12 Array Operations in Postgres – Grouping to An Array
-- 数组操作 - 数组分组
select f.film_id,count(*)
from film f
left join film_actor fa on f.film_id = fa.film_id
group by 1
order by 1;
/**/
select f.film_id,fa.*
from film f
left join film_actor fa on f.film_id = fa.film_id
order by 1,2;
/*****/
select f.film_id,count(*),
array_agg(fa.actor_id),
(array_agg(fa.actor_id))[1:3], -- 数组中为前3个演员的ID
(select sum(x) from unnest(array_agg(fa.actor_id)) x)
from film f
left join film_actor fa on f.film_id = fa.film_id
group by 1
order by 1,2
13 Finding Customers by Unique Genres Rented
-- 查找租借单一题材的客户
-- find customers who have rented from >=10 genres
-- you can select from any select, everything is a table!!!

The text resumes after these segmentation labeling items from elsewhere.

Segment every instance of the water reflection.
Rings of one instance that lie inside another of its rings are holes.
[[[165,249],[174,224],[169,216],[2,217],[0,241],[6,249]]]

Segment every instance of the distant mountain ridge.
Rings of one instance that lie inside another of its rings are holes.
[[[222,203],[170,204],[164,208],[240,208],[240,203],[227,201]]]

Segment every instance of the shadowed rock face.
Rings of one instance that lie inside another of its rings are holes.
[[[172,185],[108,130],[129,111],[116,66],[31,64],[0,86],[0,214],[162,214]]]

select t2.customer_id,count(distinct t2.genre) from (
select t.customer_id,t.genre,count(*) from(
select r.rental_id,r.customer_id,r.inventory_id,f.title,fc.category_id,c.name as genre
from rental r
left join inventory i on r.inventory_id = i.inventory_id
left join film f on i.film_id = f.film_id
left join film_category fc on fc.film_id = f.film_id
left join category c on c.category_id = fc.category_id
)t
group by 1,2
order by 1,3 desc
)t2
group by 1
having count(*) > 10
order by 2;
14 SQL For Actors with the Most Films
-- 查询参演最多电影的演员
-- which film has the most actors? --哪支股票有最多的基金参与?

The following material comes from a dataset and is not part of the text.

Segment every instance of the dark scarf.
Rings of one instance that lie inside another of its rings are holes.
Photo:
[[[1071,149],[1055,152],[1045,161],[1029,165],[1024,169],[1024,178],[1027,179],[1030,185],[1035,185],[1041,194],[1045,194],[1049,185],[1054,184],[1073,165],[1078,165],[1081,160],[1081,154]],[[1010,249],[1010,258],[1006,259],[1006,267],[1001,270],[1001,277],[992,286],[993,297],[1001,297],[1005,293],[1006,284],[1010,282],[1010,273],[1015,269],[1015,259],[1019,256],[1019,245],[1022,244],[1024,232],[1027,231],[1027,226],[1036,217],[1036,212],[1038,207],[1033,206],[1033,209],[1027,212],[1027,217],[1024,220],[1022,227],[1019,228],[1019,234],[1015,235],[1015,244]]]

-- everything is a table, everything is table
-- find the actor with the most films?
-- actor_id, nbr of films they are in
select t.actor_id, count(distinct t.film_id) from (
select f.film_id,f.title,f.release_year,fa.actor_id,a.first_name,a.last_name
from film f
left join film_actor fa on f.film_id = fa.film_id
left join actor a on fa.actor_id = a.actor_id
order by 1,4
)t
group by 1
having count(distinct t.film_id) > 34
order by 2 desc;
15 Postgres – Top Movies by Genre Window Functions and CTEs
-- 按照题材WF和CTE列出最受欢迎的电影
-- Joins Joins Joins!!! what are the thop selling movies?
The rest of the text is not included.